Baca juga: Menanti Langkah Kolektif Hadapi Krisis Iklim: Demi Masa Depan Manusia
Tantangan Gerakan Masyarakat Sipil
Direktur Gemawan, Laili Khairnur, memaparkan tantangan baru yang dihadapi. “Narasi perubahan sosial khas masyarakat sipil saat ini juga sudah diusung pemerintah,” ucapnya.
“Di satu sisi, kita senang agenda masyarakat sipil telah terintegrasi dalam program-program pemerintah. Di sisi lain, kita tak ingin agenda strategis masyarakat sipil itu justru tereduksi dan terjebak pada dimensi administratif dan teknokratis khas birokrasi,” kupasnya.
Laili menyebut keterbukaan Pemerintah Kabupaten Kubu Raya memang menarik kelompok masyarakat sipil untuk mengimplementasikan program. Bersamaan dengan itu, ia mengingatkan agar masyarakat sipil tidak terlena pada wilayah yang memang terbuka.
“Masyarakat sipil jangan sampai kehilangan spirit gerakan dan perubahan sosial sehingga memilih implementasi program di wilayah yang relatif mudah,” terang pegiat gender ini.

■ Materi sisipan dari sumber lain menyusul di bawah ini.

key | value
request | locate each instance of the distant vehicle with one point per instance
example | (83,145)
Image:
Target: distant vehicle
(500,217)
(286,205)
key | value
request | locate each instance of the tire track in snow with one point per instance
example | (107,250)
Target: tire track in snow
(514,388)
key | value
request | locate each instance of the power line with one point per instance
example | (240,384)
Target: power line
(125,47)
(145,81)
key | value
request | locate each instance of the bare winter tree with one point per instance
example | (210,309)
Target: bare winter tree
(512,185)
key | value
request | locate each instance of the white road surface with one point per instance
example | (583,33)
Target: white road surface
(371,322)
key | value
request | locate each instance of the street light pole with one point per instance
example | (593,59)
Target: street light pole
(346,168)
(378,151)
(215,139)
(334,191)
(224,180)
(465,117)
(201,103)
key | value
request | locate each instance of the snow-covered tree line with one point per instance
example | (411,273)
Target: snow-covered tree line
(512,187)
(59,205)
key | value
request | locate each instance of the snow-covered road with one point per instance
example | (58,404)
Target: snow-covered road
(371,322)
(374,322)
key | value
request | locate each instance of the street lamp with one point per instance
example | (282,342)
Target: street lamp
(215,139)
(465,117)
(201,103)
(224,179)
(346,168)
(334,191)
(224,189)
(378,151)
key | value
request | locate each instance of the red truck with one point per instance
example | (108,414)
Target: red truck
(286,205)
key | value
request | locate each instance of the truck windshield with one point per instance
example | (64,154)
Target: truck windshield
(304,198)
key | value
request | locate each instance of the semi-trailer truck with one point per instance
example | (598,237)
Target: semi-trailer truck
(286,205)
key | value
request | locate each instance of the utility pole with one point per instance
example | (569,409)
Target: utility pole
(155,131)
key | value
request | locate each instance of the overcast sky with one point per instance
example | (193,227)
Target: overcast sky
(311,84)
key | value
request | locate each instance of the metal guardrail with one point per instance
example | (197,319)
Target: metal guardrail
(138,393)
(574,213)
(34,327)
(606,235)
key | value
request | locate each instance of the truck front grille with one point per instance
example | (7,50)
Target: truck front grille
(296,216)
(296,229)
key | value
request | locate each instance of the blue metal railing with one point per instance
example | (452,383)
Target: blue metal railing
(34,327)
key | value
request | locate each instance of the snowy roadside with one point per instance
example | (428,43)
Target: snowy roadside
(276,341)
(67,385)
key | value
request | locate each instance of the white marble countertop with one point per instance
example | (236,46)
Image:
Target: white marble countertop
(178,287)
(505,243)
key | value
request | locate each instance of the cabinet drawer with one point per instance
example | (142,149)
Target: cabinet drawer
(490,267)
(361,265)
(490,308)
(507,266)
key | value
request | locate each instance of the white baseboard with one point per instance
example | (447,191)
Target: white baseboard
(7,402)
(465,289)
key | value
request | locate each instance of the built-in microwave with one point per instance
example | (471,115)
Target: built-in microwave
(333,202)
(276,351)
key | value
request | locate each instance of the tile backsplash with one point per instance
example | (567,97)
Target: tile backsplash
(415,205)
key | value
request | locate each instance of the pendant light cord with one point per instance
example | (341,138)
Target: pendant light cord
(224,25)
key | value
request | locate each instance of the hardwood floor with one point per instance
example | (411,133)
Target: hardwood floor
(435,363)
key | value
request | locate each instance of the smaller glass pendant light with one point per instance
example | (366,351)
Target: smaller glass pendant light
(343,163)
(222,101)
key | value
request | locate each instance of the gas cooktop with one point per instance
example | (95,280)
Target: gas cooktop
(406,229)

Baca juga: 18 Poin SDGs Desa dan Rekonstruksi Paradigma Pembangunan Berkelanjutan
Menurut Laili, masih ada wilayah aktivitas lain yang menunggu sentuhan gerakan transformasi sosial. “Sebagian wilayah masih belum terbuka terhadap gerakan masyarakat sipil, masih ada kecurigaan terhadap masyarakat sipil yang datang dengan membawa agenda perubahan,” imbuhnya.